Architecture, design and travel have long shared many commonalities. For Moynat artistic director Ramesh Nair, architecture and bag design are both destined to “house” human content: a physical and metaphysical container that we identify with, that shapes us as much as we shape it. Bags serve as mobiles dwellings for our possessions: architecture in motion, delineating space. We inhabit our edifices just as we inhabit our bags; each incarnates a space that is intensely personal and simultaneously public in the way that it makes a statement about who we are and who we want to be. Similarly, the physical structure of the human body itself is an architectural form, both container and content for our experiences, our thoughts, our souls.
This year, Moynat explores the relationship between body and space, revealing the minimalist architecture that lends our creations their clean, pure lines, the stylised geometry that links the human form to the receptacle – habitat and inhabited. A dance of complex components, precise gestures and intricate mechanics, distilled to its most pure form, honed to perfection over time and through uncompromising practice.
Each season, at Moynat, we present a different facet of our work, focusing on the elements that come together to compose our bags: from our leathers to our closures and metallic components. This year we bring all these varied elements together under the overarching architecture of the form itself that determines the shape of our bags and objects.
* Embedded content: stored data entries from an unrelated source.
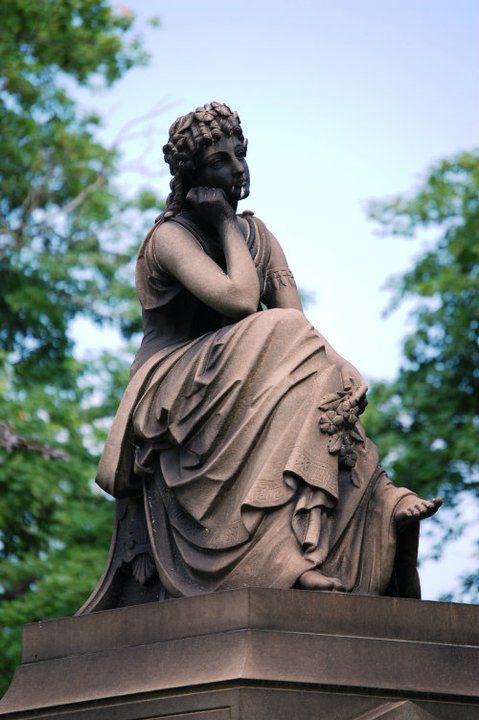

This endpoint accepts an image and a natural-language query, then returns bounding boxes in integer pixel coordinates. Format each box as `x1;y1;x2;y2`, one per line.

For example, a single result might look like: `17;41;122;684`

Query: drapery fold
96;308;420;598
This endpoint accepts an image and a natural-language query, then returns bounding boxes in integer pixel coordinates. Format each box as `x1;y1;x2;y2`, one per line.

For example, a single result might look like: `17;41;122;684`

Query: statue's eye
208;159;223;169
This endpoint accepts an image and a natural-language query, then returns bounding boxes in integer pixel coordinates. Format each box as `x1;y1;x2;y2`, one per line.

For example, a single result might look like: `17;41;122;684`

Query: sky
75;0;479;599
83;0;479;379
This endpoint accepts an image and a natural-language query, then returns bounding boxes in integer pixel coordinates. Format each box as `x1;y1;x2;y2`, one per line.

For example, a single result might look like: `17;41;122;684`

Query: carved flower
210;101;231;116
338;437;358;468
338;399;359;426
319;409;344;435
328;434;343;454
195;108;215;123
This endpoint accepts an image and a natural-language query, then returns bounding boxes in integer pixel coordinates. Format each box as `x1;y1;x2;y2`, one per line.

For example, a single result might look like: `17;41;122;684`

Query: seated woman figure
86;102;441;610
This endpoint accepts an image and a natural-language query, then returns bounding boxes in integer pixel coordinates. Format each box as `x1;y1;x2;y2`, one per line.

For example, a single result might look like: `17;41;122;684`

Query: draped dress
90;210;422;606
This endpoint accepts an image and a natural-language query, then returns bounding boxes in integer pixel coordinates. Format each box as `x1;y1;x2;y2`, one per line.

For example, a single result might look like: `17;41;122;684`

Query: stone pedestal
0;589;477;719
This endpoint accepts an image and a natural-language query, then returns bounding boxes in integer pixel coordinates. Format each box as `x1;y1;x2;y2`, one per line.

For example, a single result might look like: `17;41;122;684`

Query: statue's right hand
186;187;235;226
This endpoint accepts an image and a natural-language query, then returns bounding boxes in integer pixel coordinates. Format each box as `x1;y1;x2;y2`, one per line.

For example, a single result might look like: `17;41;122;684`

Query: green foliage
0;0;162;695
0;362;114;689
364;150;479;600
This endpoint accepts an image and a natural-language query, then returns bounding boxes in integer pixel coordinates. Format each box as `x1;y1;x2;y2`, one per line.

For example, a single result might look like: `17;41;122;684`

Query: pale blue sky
85;0;479;379
76;0;479;599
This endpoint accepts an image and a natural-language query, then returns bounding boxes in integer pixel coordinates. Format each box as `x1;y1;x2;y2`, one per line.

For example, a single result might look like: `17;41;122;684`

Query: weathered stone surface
1;589;477;719
83;102;443;611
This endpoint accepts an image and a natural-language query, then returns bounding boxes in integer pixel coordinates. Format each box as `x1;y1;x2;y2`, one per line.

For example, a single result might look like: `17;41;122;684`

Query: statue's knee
263;307;308;331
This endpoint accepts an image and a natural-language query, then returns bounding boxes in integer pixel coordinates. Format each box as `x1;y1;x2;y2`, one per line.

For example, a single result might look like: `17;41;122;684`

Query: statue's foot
395;495;442;528
297;569;346;592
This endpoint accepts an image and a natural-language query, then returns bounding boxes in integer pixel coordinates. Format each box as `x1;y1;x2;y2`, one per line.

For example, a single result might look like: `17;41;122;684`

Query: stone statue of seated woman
79;102;441;613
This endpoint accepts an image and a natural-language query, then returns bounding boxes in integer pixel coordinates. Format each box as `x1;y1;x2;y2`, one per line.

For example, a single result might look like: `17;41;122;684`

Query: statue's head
160;101;248;220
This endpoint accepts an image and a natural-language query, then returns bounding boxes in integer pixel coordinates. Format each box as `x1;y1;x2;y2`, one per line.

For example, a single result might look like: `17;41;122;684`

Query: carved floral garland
318;386;367;469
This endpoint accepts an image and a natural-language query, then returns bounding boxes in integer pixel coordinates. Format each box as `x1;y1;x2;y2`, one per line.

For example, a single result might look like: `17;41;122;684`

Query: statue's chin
237;185;250;201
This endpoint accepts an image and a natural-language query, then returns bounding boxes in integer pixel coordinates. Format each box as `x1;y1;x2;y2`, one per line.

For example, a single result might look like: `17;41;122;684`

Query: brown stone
83;103;443;611
1;589;477;719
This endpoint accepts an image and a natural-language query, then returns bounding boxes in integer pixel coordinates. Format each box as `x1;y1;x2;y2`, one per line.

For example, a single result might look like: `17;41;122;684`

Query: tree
364;149;479;601
0;1;162;694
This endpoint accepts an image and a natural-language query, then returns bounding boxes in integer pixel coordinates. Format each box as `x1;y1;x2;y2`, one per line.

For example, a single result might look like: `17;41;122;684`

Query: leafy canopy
365;150;479;600
0;0;161;695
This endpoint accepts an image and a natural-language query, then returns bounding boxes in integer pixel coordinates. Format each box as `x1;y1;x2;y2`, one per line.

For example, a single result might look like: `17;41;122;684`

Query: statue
80;102;441;613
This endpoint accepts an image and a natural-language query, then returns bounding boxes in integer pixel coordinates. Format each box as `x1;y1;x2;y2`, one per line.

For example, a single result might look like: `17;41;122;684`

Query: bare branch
0;422;69;461
2;99;176;235
111;98;178;147
116;163;167;180
21;166;55;218
58;174;105;216
1;576;38;602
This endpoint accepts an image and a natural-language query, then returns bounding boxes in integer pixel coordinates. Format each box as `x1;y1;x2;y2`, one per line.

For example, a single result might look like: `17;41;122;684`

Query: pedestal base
1;589;477;719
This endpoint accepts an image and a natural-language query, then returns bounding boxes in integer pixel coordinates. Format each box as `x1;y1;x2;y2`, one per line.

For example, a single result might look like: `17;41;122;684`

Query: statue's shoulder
151;216;190;241
239;209;269;233
144;214;206;263
137;218;176;260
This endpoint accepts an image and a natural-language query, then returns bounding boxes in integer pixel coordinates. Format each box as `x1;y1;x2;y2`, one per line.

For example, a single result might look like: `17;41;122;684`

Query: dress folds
94;213;421;601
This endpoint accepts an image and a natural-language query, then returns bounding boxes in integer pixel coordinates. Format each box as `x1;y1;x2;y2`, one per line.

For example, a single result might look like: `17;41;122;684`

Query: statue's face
193;135;250;206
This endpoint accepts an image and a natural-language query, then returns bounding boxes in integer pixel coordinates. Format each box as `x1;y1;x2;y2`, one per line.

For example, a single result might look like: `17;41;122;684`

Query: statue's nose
232;157;244;176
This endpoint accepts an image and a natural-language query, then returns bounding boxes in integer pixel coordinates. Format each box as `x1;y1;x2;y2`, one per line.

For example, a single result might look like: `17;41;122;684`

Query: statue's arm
151;216;260;319
262;230;303;311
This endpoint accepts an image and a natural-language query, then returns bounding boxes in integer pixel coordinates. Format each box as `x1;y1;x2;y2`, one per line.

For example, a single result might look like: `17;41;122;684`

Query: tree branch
0;422;69;461
0;575;38;602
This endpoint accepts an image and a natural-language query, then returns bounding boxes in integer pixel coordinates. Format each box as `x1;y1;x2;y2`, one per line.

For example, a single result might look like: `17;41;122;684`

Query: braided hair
157;101;247;223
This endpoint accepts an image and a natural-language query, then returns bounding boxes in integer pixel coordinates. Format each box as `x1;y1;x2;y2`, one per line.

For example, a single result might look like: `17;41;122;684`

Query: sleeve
249;216;297;306
245;214;271;297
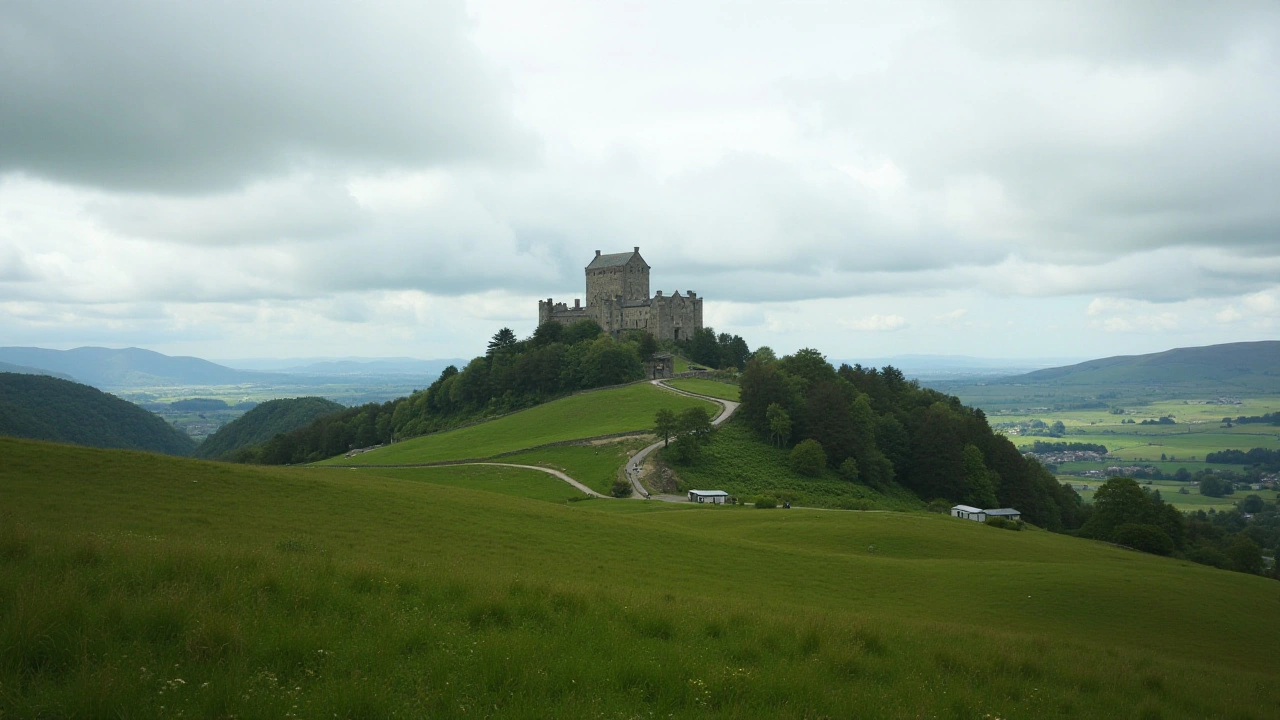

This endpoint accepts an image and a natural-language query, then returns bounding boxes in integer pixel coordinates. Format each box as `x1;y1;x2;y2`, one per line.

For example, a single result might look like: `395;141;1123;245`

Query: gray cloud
0;1;530;192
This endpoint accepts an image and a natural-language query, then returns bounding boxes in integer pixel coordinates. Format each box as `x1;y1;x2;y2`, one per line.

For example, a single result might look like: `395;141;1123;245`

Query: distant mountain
994;341;1280;391
0;361;77;382
835;354;1083;381
195;396;345;460
0;347;273;388
0;373;196;455
219;357;466;375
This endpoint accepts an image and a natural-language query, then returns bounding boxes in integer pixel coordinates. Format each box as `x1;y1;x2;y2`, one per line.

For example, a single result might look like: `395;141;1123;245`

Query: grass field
321;383;715;467
500;438;653;495
4;437;1279;718
659;421;923;511
666;377;741;401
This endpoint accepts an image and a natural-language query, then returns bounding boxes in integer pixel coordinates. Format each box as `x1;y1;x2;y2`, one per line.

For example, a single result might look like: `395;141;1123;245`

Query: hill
194;396;345;459
0;346;270;388
321;382;716;466
0;361;75;381
997;341;1280;392
0;373;196;455
2;436;1277;717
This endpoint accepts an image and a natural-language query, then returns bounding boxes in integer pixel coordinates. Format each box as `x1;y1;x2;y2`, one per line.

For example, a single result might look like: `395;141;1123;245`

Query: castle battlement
538;248;703;342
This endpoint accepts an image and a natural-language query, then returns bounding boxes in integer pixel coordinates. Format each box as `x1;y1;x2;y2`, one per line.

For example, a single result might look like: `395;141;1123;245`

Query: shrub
754;495;778;509
610;478;634;498
1113;523;1174;556
789;439;826;477
926;498;952;514
838;457;859;483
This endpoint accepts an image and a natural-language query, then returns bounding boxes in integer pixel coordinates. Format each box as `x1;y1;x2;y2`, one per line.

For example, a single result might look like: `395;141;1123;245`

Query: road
622;379;739;500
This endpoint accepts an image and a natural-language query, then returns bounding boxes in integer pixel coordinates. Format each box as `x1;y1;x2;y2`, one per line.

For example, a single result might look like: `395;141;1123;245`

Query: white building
951;504;986;521
689;490;730;504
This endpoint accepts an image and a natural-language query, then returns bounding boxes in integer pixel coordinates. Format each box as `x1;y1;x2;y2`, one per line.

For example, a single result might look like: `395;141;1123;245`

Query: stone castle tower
538;247;703;342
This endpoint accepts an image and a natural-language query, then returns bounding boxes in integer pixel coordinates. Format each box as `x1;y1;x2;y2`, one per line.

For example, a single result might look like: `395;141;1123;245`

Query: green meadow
662;421;925;511
3;437;1279;718
500;438;653;495
323;383;715;466
666;377;741;401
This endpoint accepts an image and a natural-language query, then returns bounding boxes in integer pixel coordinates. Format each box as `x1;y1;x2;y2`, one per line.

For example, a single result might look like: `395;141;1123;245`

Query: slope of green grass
356;464;590;503
3;437;1279;718
666;377;740;401
659;420;923;510
322;382;714;466
500;438;652;495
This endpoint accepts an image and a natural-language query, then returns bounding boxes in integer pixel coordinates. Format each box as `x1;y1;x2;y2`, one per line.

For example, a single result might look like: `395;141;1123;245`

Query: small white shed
951;504;986;522
689;489;730;504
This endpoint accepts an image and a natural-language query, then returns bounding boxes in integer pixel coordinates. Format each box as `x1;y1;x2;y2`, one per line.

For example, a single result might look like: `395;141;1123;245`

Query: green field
500;438;653;495
659;421;922;511
4;437;1278;717
666;377;740;401
322;383;715;466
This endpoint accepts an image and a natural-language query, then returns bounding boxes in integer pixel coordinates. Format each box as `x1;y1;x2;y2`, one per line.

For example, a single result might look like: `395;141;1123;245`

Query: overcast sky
1;1;1277;362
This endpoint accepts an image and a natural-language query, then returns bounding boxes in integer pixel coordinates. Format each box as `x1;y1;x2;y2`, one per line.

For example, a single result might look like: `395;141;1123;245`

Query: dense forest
736;350;1085;531
0;373;196;455
196;397;344;460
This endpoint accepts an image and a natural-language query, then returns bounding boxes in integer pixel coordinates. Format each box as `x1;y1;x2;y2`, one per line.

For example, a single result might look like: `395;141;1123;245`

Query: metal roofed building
689;489;730;504
950;505;986;521
984;508;1022;521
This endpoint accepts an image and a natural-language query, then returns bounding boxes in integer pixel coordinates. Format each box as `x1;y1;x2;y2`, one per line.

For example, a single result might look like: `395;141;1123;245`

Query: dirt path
457;462;608;498
622;380;739;499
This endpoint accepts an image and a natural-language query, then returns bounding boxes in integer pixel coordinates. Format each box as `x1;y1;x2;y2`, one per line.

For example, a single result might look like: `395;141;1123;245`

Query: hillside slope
0;373;196;455
321;382;716;466
2;436;1277;717
998;340;1280;391
195;396;344;459
0;361;75;381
Our new creations break the rules of materials and forms traditionally associated with bags.
Indigo dyed denim, originally associated with workwear, plays a prominent role. Precious crocodile, the ultimate showcase of craftsmanship both in the treatment of the skin and in the making of the bag, is indigo-dyed to house our possessions as denim houses our bodies. Democratisation of materials is not necessarily a down-grading of luxury.
Crocodile and lizard skins with a matte, resilient texture are mirrored in metallic closures with the same treatment.
The iconic Mini Vanity makes a comeback in new, delicately tinted natural stone, a chef d’oeuvre of craftsmanship and ground-breaking use of non-traditional materials. This year, Moynat artisans have surpassed themselves by coaxing stone cladding to curve around the shapes of bags like the Marie-Louise and the Mini Vanity Macaron, an architectural feat in itself.
New versions of the Mini Vanity are introduced: hexagons, cylinders and trapezes offer a geometric feast for the eyes, as many different shapes and sizes as the human body.
Also presented are the Heritage closure with its intricate mechanism revealed under sapphire glass and iridescent metallic finishes on closures and chains. The beauty and complexity of the multi-metal Art Deco closures on the Marlene and Marie-Louise bags recall once again the close relationship between architecture and bags. The high-tech biometric lock on a Mini Vanity that is entirely handmade mirrors the magic of Parisian architecture where a Hausmannian town house may be equipped with cutting-edge technology.